Challenging common assumptions in unsupervised learning

Link to paper (arXiv)

Summary:

  1. Unsupervised learning of disentangled representations is fundamentally impossible without inherint or explicit biases.

  2. Good random initialization on bad model architectures frequently outperform bad random initializations on good model architectures.

  3. Current disentanglement methods enforce independence between latent variables well (when measured by the \(\mu\) parameter of the Gaussian), but this does not mean when \(sampled\) the dimensions stay factorized.

  4. There is no concrete measure on how much disentanglement actually helps downstream tasks; the authors found it was not highly correlated when measuring disentanglement via certain metrics.

Impossibility theorem:

For d \(>\) 1, let \(\mathbf{z} \sim P\) denote any distribution which admits density \(p(\mathbf{z}) = \prod_{i=1}^d p(z_i)\). Then, there exists an infinite family of bijective functions \(f: \mathrm{supp}(\mathbf{z}) \rightarrow \mathrm{supp}(\mathbf{z})\) such that \(\frac{\partial f_i(\mathbf{u})}{\partial u_j} \neq 0\) almost everywhere for all \(i\) and \(j\) (i.e.: \(\mathbf{z}\) and \(f(\mathbf{z})\) are completely entangled) and \(P(\mathbf{z} \leq \mathbf{u}) = P(f(\mathbf{z}) \leq \mathbf{u})\) for all \(\mathbf{u} \in \mathrm{supp}(\mathbf{z})\) (i.e.: they have the same marginal distribution).

We are defining "disentangled" in this following section to mean “a single change in the latent variable leads to a single high-level change in the representation".

Theorem 1 in more digestible words: given a multidimensional vector \(p(\mathbf{z})\) with independent (factorized) dimensions, a generative model \(p(\mathbf{x \vert z})\), and a representation (that is the mean of the approximate posterior distribution) \(Q(\mathbf{z \vert x}) \equiv r(\mathbf{x})\) that is disentangled with respect to \(\mathbf{z}\) in the generative model, Theorem 1 implies that there is an equivalent latent variable \(\hat{\mathbf{z}} \equiv f(\mathbf{z})\) that is \(completely\) entangled with respect to \(\mathbf{z}\) (every dimension of \(\hat{\mathbf{z}}\) depends on every dimension of \(\mathbf{z}\)) and as a result is entangled with \(r(\mathbf{x})\) as well. Due to the marginalization \(P(\mathbf{x}) = \int p(\mathbf{x \vert z}) p(\mathbf{z}) d\mathbf{z} \equiv \int p(\mathbf{x \vert \hat{z}}) p(\mathbf{\hat{z}}) d\mathbf{\hat{z}}\), the generative models are the same.

Since the disentanglement method only has access to \(\mathbf{x}\), not \(\mathbf{z}\), it cannot ‘tell’ between these two, and as such, is entangled with one.
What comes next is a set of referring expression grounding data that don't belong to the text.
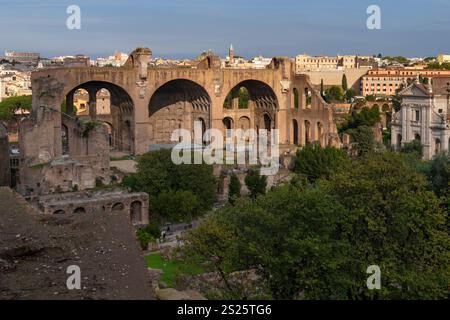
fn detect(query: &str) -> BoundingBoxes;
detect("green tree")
[152,190,200,222]
[425,152,450,198]
[340,106,381,132]
[0,95,32,122]
[320,79,324,98]
[228,173,241,204]
[183,152,450,300]
[342,74,348,92]
[401,140,423,159]
[244,169,267,200]
[345,88,355,102]
[294,144,350,183]
[348,125,376,157]
[324,86,343,103]
[123,149,216,220]
[238,87,249,109]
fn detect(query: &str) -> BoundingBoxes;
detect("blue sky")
[1,0,449,59]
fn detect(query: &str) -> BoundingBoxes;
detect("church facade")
[391,78,450,159]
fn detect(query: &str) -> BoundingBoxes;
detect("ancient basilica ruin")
[1,47,340,221]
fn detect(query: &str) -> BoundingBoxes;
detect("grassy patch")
[145,253,203,287]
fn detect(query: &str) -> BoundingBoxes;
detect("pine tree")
[342,74,348,92]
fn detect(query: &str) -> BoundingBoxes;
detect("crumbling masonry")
[18,47,340,203]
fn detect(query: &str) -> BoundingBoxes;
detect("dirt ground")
[0,187,153,300]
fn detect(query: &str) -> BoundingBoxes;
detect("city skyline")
[1,0,450,59]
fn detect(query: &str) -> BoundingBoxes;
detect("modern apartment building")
[361,68,450,96]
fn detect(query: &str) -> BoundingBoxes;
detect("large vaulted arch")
[65,81,135,153]
[148,79,211,145]
[222,80,278,135]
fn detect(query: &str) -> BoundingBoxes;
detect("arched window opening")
[305,120,311,144]
[435,139,441,155]
[293,120,299,145]
[130,201,142,223]
[414,133,421,142]
[397,134,402,150]
[112,203,125,211]
[293,88,299,109]
[73,207,86,214]
[304,88,312,107]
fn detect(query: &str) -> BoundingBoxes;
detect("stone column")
[88,88,98,120]
[401,104,408,146]
[65,93,75,116]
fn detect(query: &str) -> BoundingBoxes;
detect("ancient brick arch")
[64,80,136,153]
[39,190,149,225]
[19,48,340,196]
[221,80,278,136]
[148,79,212,145]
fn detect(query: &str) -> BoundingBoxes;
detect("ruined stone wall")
[0,123,10,186]
[18,118,110,196]
[36,189,149,225]
[19,49,341,196]
[288,75,340,148]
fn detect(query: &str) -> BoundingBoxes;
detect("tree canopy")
[294,144,350,183]
[182,152,450,300]
[244,169,267,200]
[122,149,216,222]
[0,95,32,120]
[339,106,381,133]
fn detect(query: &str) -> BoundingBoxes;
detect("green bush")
[136,229,155,250]
[144,221,162,239]
[245,169,267,200]
[183,152,450,300]
[228,174,241,204]
[123,149,216,219]
[152,190,200,223]
[294,144,350,182]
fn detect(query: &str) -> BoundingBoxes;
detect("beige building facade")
[361,68,450,96]
[437,54,450,64]
[295,54,376,73]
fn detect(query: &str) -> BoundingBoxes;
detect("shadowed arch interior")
[148,79,211,145]
[66,81,134,116]
[65,81,135,153]
[224,80,278,111]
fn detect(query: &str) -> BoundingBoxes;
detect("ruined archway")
[65,81,134,154]
[304,120,311,145]
[73,207,86,214]
[435,139,441,155]
[148,79,211,145]
[112,202,125,211]
[224,80,278,112]
[223,80,278,136]
[130,201,142,223]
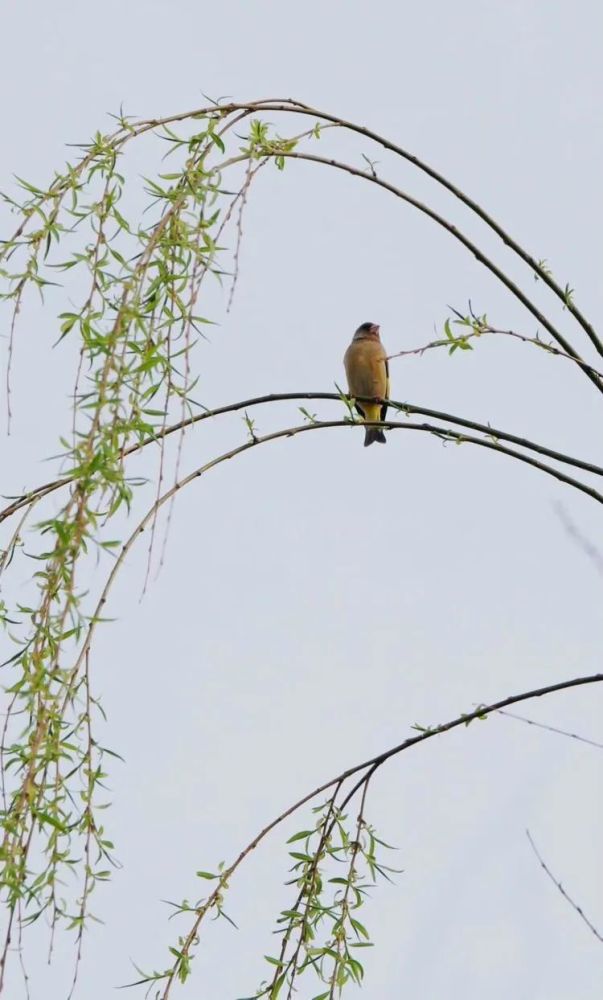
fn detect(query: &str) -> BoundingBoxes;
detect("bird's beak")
[370,324,380,336]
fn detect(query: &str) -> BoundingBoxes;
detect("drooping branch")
[2,94,601,995]
[151,669,603,998]
[3,98,600,425]
[526,830,603,945]
[230,98,602,359]
[279,150,603,393]
[207,140,599,393]
[2,408,593,950]
[56,414,603,752]
[387,324,603,383]
[6,96,595,358]
[495,709,603,750]
[1,406,583,951]
[2,391,602,529]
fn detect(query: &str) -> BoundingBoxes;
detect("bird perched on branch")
[344,322,390,446]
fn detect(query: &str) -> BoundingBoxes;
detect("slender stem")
[3,390,602,527]
[338,672,603,811]
[526,830,603,944]
[281,151,603,393]
[387,326,603,383]
[21,95,595,359]
[241,98,602,358]
[157,670,603,998]
[70,416,603,683]
[495,709,603,750]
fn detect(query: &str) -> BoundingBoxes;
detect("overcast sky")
[1,1,603,998]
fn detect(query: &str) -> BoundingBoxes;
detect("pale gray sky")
[1,1,603,998]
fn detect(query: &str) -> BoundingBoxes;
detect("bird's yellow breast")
[344,339,388,399]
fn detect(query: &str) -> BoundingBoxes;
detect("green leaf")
[269,972,285,998]
[350,917,370,939]
[58,312,78,336]
[34,810,68,833]
[286,830,313,844]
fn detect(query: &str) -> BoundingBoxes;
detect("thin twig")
[2,96,599,357]
[226,158,254,314]
[67,649,93,1000]
[3,389,603,528]
[156,671,603,998]
[496,709,603,749]
[0,499,35,578]
[68,415,603,685]
[279,150,603,394]
[279,784,344,998]
[5,282,24,435]
[327,780,370,999]
[16,901,31,1000]
[229,98,602,358]
[553,501,603,578]
[387,325,603,383]
[526,830,603,944]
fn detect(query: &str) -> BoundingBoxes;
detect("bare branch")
[39,95,601,355]
[67,416,603,686]
[156,671,603,998]
[496,709,603,750]
[3,391,603,528]
[280,150,603,394]
[554,501,603,577]
[387,325,603,383]
[235,98,602,358]
[526,830,603,944]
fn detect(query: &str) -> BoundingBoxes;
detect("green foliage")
[443,316,475,354]
[0,106,264,975]
[246,797,398,999]
[1,94,599,998]
[0,99,333,993]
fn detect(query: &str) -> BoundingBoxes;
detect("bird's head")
[354,321,381,340]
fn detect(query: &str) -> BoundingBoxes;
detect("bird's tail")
[364,426,387,447]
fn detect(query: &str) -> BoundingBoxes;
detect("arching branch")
[235,98,602,359]
[526,830,603,945]
[61,416,602,709]
[152,669,603,999]
[2,94,601,995]
[2,392,602,528]
[14,95,593,357]
[388,324,603,383]
[279,150,603,393]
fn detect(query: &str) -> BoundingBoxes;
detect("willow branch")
[63,416,603,743]
[208,143,598,390]
[156,670,603,999]
[339,671,603,811]
[3,391,603,529]
[526,830,603,944]
[388,325,603,383]
[4,98,599,391]
[234,98,601,358]
[279,150,602,393]
[32,95,598,358]
[496,709,603,750]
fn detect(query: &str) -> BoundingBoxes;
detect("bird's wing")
[380,355,390,421]
[345,340,387,421]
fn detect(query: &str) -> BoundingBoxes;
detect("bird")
[343,322,390,446]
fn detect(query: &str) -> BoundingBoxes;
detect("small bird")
[344,322,390,446]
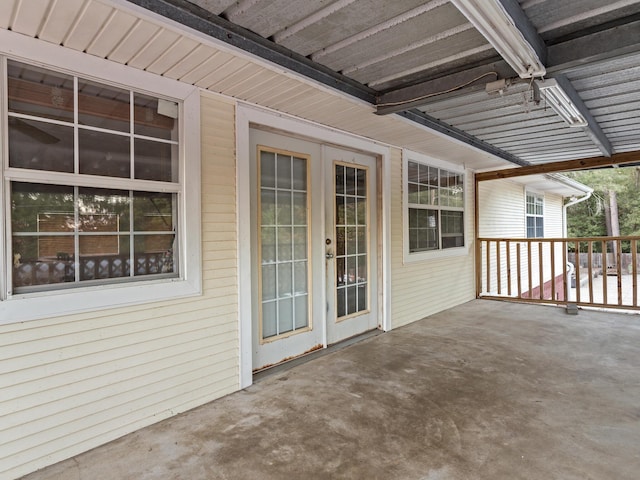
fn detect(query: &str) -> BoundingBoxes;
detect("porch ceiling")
[150,0,640,168]
[2,1,640,170]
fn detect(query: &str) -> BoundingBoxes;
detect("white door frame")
[236,103,391,388]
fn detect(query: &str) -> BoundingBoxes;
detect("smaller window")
[526,193,544,238]
[406,159,464,254]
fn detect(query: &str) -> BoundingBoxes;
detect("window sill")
[403,244,471,264]
[0,277,202,325]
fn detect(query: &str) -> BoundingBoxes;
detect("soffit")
[167,0,640,168]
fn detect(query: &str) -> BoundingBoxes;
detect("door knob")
[325,252,334,259]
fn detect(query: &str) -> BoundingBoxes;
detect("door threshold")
[253,329,382,383]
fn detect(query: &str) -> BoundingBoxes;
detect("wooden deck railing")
[477,236,640,310]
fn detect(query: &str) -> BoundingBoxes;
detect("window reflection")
[11,182,177,290]
[9,118,74,172]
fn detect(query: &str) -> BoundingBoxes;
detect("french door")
[250,130,378,370]
[324,146,378,344]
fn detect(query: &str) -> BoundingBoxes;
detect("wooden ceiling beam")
[475,150,640,182]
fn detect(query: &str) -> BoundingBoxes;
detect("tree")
[566,167,640,241]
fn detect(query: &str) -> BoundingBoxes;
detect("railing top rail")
[478,236,640,243]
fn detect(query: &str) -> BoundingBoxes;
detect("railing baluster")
[527,242,532,299]
[517,242,522,299]
[486,240,491,294]
[551,240,556,301]
[506,241,512,297]
[497,240,502,294]
[588,241,594,304]
[633,239,638,308]
[539,242,544,300]
[602,240,607,305]
[562,240,568,302]
[617,239,623,306]
[575,242,581,304]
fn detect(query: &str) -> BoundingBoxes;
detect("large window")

This result is self evident. The main novelty is \(complete\) entanglement. Theorem 1 does not say disentanglement is impossible in practice, just that it is aided by bias about the underlying distribution of \(\mathbf{x}\).

Empirical results:

The meat of this paper was the fact that they created over 12,000 models (\(>\)2.5 P100 GPU \(years\)). They found some pretty negative results on all things tested:

  1. Different disentanglement metrics did not always have high correlation.

  2. High disentanglement according to metrics did not have high correlation with increased downstream performance

  3. Random initialization commonly mattered more than model architecture

  4. All metrics tested required many ground-truth label or the true generative distribution to be known, which isn’t applicable in practice

However, the paper was not perfect, as is noted by the authors results must be drawn with care. Some issues with the methodology were:

  1. All datasets tested on were low dimension.

  2. All models were purely unsupervised.

  3. Their conclusion was 4 paragraphs.

They also provide a number of tips for how to select model architecture and hyperparameters:

  1. End disentanglement was not highly correlated to annealing hyperparameters

  2. KL / Reconstruction loss was also not highly correlated with disentanglement

  3. There \(was\) correlation between disentanglement score of a model on similar datasets. If one has labels on a similar enough dataset to the end dataset, one can optimize hyperparameters for the one with labels then transfer them.

  4. There was no way to distinguish a good architecture and a bad seed from a bad architecture with a good seed.